Question

At one atmosphere pressure, iron (Fe) and nickel (Ni) oxidize as
\(2\text{Fe} + \text{O}_2 ⇒ 2\text{FeO} \Delta G^\circ = -527400 + 128 T \text{ Joules}\)
\(2\text{Ni} + \text{O}_2 ⇒ 2\text{NiO} \Delta G^\circ = -471200 + 172 T \text{ Joules}\)
Identify the correct statement.
Given: Temperature, T is in Kelvin

• A. Fe can reduce NiO at all temperatures
• B. Fe can reduce NiO only above 1000 K
• C. Ni can reduce FeO at all temperatures
• D. Ni can reduce FeO only above 1000 K

Hint:

For reduction reactions of the type M1 + M2O \(⇒\) M1O + M2, the reaction is spontaneous if the Ellingham line for M1 is below the line for M2. To check this mathematically, simply set \(\Delta G^\circ_{M1}<\Delta G^\circ_{M2}\) and solve for T.

Answer 1

The Correct Option is A

Step 1: Understanding the Concept:
In extractive metallurgy, a metal can reduce the oxide of another metal if the Gibbs free energy change (\(\Delta G\)) for the overall reaction is negative.
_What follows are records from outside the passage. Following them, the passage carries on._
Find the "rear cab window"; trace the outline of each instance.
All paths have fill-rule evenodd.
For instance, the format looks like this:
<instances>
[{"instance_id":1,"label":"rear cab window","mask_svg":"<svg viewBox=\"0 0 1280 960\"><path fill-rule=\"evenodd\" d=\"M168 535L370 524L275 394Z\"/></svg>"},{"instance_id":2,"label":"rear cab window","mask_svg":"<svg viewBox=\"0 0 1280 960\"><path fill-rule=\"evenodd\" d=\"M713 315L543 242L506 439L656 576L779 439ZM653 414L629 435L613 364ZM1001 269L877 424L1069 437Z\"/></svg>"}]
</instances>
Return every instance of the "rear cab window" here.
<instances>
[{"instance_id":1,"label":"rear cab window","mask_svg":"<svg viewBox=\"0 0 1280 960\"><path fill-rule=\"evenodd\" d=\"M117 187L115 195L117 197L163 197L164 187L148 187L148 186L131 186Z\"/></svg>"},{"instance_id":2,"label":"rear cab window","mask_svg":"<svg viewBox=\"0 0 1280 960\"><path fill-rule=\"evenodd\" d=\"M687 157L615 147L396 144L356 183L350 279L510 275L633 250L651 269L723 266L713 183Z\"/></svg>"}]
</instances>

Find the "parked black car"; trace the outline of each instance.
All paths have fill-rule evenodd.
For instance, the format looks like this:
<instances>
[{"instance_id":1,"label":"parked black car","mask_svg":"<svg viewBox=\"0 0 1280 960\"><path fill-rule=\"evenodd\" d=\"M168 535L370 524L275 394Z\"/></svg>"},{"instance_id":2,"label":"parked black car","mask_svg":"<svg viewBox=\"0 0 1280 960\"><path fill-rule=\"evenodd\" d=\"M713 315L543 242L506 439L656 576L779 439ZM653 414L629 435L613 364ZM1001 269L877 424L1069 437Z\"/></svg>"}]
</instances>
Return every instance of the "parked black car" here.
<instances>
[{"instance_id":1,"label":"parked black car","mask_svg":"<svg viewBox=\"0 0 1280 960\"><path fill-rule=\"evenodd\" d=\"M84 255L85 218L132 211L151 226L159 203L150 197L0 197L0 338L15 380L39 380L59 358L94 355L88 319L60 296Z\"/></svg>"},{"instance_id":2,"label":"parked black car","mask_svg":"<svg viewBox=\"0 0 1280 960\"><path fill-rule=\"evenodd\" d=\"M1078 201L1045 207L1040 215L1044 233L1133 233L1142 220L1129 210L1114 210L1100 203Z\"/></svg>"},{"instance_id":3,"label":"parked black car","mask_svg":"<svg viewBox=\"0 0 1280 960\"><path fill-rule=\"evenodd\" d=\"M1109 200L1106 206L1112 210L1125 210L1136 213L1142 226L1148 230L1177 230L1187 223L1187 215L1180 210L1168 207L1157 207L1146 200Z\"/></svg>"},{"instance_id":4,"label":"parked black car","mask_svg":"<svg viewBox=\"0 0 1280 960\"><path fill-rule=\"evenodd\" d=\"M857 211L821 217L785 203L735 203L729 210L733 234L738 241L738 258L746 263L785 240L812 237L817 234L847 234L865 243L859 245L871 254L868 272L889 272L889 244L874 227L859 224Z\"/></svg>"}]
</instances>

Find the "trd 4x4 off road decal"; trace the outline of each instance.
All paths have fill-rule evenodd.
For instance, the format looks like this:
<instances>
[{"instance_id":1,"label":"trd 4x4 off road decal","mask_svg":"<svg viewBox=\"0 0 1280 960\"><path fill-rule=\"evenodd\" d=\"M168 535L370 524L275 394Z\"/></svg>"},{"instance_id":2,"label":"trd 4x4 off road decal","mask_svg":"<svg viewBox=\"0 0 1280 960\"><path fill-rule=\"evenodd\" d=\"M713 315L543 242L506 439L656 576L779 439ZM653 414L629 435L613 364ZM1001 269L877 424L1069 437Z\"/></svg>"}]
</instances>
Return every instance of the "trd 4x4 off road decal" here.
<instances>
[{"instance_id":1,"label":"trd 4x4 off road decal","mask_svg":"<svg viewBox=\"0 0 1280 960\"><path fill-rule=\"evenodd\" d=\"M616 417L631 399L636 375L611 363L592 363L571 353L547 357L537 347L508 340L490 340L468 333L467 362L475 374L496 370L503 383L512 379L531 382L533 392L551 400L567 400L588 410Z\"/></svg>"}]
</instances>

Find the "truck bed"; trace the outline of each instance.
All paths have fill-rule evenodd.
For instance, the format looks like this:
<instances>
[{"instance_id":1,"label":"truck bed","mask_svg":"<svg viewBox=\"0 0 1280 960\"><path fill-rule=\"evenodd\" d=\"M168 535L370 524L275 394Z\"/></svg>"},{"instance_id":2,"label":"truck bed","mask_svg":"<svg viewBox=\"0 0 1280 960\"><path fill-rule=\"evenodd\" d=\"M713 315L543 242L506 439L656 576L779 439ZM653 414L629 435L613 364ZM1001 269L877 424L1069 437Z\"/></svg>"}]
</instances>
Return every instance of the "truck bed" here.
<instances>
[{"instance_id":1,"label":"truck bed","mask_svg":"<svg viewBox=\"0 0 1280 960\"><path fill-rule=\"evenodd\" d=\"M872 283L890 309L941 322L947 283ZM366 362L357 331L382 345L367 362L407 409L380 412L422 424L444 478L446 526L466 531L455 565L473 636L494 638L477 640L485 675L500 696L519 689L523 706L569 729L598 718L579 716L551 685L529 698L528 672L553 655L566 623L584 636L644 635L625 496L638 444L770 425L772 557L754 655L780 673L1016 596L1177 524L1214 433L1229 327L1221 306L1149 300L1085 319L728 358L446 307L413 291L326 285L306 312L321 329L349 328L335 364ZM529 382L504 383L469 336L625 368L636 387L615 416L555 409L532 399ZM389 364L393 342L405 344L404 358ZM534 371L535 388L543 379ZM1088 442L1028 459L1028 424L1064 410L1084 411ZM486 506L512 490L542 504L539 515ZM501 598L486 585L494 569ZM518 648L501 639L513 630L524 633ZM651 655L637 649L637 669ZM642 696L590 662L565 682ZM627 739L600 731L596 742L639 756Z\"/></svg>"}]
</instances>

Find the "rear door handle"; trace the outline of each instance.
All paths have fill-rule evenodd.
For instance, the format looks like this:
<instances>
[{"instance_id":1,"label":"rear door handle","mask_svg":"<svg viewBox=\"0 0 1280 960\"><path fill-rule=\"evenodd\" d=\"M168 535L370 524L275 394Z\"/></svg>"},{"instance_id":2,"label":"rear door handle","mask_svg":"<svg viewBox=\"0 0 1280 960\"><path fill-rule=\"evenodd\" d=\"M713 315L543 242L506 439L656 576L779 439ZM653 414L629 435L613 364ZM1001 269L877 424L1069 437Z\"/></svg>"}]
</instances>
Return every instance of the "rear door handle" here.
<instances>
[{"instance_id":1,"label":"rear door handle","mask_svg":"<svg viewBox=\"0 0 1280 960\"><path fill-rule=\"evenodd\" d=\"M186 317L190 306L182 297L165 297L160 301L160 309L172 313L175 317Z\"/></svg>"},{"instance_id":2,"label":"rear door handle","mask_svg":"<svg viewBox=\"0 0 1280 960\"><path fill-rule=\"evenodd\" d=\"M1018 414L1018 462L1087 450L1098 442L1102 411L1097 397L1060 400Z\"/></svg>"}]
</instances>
This principle is visualized in Ellingham diagrams, where the oxidation line of the reducing element must lie below the oxidation line of the element being reduced.
Step 2: Key Approach:
We want to check if Fe can reduce NiO. The reaction is: \(2\text{Fe} + 2\text{NiO} ⇒ 2\text{FeO} + 2\text{Ni}\). To find the \(\Delta G^\circ\) for this reaction, we can use Hess's Law. We need to combine the given oxidation reactions.
Reaction 1: \(2\text{Fe} + \text{O}_2 ⇒ 2\text{FeO} \Delta G^\circ_1 = -527400 + 128T\)
Reaction 2: \(2\text{Ni} + \text{O}_2 ⇒ 2\text{NiO} \Delta G^\circ_2 = -471200 + 172T\)
We need the reduction of NiO, so we reverse Reaction 2: Reverse Reaction 2: \(2\text{NiO} ⇒ 2\text{Ni} + \text{O}_2 \Delta G^\circ = -\Delta G^\circ_2 = -(-471200 + 172T)\)
Now, we add Reaction 1 and the reversed Reaction 2:
\[ (2\text{Fe} + \text{O}_2) + (2\text{NiO}) ⇒ (2\text{FeO}) + (2\text{Ni} + \text{O}_2) \] The overall reaction is: \(2\text{Fe} + 2\text{NiO} ⇒ 2\text{FeO} + 2\text{Ni}\). The Gibbs free energy for this reaction is \(\Delta G^\circ_{rxn} = \Delta G^\circ_1 - \Delta G^\circ_2\). The reaction is spontaneous (i.e., Fe can reduce NiO) if \(\Delta G^\circ_{rxn}<0\), which means \(\Delta G^\circ_1<\Delta G^\circ_2\).
Step 3: Detailed Calculation:
We set up the inequality \(\Delta G^\circ_1<\Delta G^\circ_2\): \[ -527400 + 128T<-471200 + 172T \] Now, solve for T. \[ -527400 + 471200<172T - 128T \] \[ -56200<44T \] \[ T>\frac{-56200}{44} \] \[ T>-1277.27 \text{ K} \] Since the temperature T must be positive in the Kelvin scale (\(T \ge 0\)), this inequality is true for all physically possible temperatures.
Step 4: Final Answer:
The condition for Fe to reduce NiO is always met. Therefore, Fe can reduce NiO at all temperatures.
Step 5: Why This is Correct:
The calculation shows that the Gibbs free energy for the oxidation of iron is always more negative than that for the oxidation of nickel, for any positive temperature. This means the Ellingham line for Fe is always below the line for Ni, making Fe a better reducing agent for NiO at all temperatures.